3 September 2013Print This Post

Commercial Court waiting times increase

Judge: increasing complexity of cases

There are lengthening delays in the Commercial Court, with the Lord Chief Justice speaking of the “powerful” pressures on the civil justice system.

In his final annual report before stepping down, Lord Judge said waiting times for three-week trials (and longer) in the Commercial Court are now about nine months, while listing of applications for half a day or more “can be as far away as three months”.

However, urgent matters, whether on notice or not, are “always given priority and are dealt with speedily”, he said.

Lord Judge reported that in 2012 there were over 1,000 claims issued within the Commercial Court and over 200 in the Admiralty Court. “This reflects the general overall increase in work since 2008.” There were a further 1,022 applications heard in 2012.

“The figures reveal how the vast majority of actions settle, mostly now well before trial. As always the preponderance of actions involved foreign parties and concern matters of an international nature. The longer actions mostly concerned corporations and individuals carrying on business of one kind or another in the Eastern bloc.”

More broadly there has been a continuing decline in the number of civil justice cases – from 2.18m started in 2006 to 1.43m in 2012.

“However, the pressures on civil justice remain powerful, with the increasing complexity of cases and growing specialism in the law meaning that workload and performance cannot be measured on mass volume alone,” Lord Judge wrote.

He said the processes used in the majority of civil justice cases have benefited from modernisation, while the move to a single county court from April 2014 will also help to improve operational efficiency.

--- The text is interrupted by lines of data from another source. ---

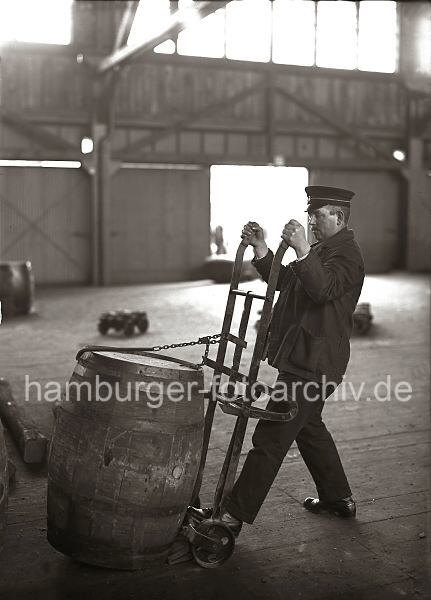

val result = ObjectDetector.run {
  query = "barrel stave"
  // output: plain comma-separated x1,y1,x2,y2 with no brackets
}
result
48,353,203,569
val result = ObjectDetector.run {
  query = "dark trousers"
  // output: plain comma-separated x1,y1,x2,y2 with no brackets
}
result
223,372,351,523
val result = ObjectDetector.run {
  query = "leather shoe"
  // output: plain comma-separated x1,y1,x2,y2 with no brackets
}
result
304,498,356,519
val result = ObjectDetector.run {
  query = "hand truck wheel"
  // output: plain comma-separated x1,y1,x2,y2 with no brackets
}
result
191,519,235,569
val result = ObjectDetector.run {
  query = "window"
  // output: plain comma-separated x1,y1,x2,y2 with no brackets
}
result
416,18,431,75
0,0,72,45
128,0,398,73
177,9,225,58
272,0,316,66
127,0,175,54
358,0,398,73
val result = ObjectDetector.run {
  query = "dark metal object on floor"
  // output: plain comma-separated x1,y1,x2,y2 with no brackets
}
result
97,309,149,337
7,458,16,486
0,261,34,319
48,348,204,570
0,423,9,550
0,378,47,464
353,302,373,335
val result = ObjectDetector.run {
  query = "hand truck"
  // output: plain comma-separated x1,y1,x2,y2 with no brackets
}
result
180,239,298,568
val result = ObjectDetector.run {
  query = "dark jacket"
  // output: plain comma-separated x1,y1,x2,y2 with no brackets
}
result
253,228,364,383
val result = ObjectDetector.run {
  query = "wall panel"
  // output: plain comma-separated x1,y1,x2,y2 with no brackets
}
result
0,167,91,284
110,168,210,283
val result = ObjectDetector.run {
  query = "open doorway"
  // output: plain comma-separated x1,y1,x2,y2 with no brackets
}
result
210,165,308,261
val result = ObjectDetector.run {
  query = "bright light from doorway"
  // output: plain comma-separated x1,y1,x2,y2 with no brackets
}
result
358,0,397,73
392,150,406,162
81,137,94,154
210,165,308,260
0,0,72,45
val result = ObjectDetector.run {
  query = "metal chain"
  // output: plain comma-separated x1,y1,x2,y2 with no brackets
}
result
76,333,225,366
152,333,222,352
154,333,224,366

He continued: “The civil judiciary is very supportive of moves to increase e-working, and the ability of parties to conduct business electronically. The Chancellor is promoting the use of IT, in particular for the Rolls Building, and there is a board which meets monthly and which is investigating the costs and logistics of implementing the electronic filing of cases, the use of electronic (as opposed to paper) files and an e-listing system that would enable the electronic listing of cases in the Chancery Division (and other jurisdictions in the Rolls Building).”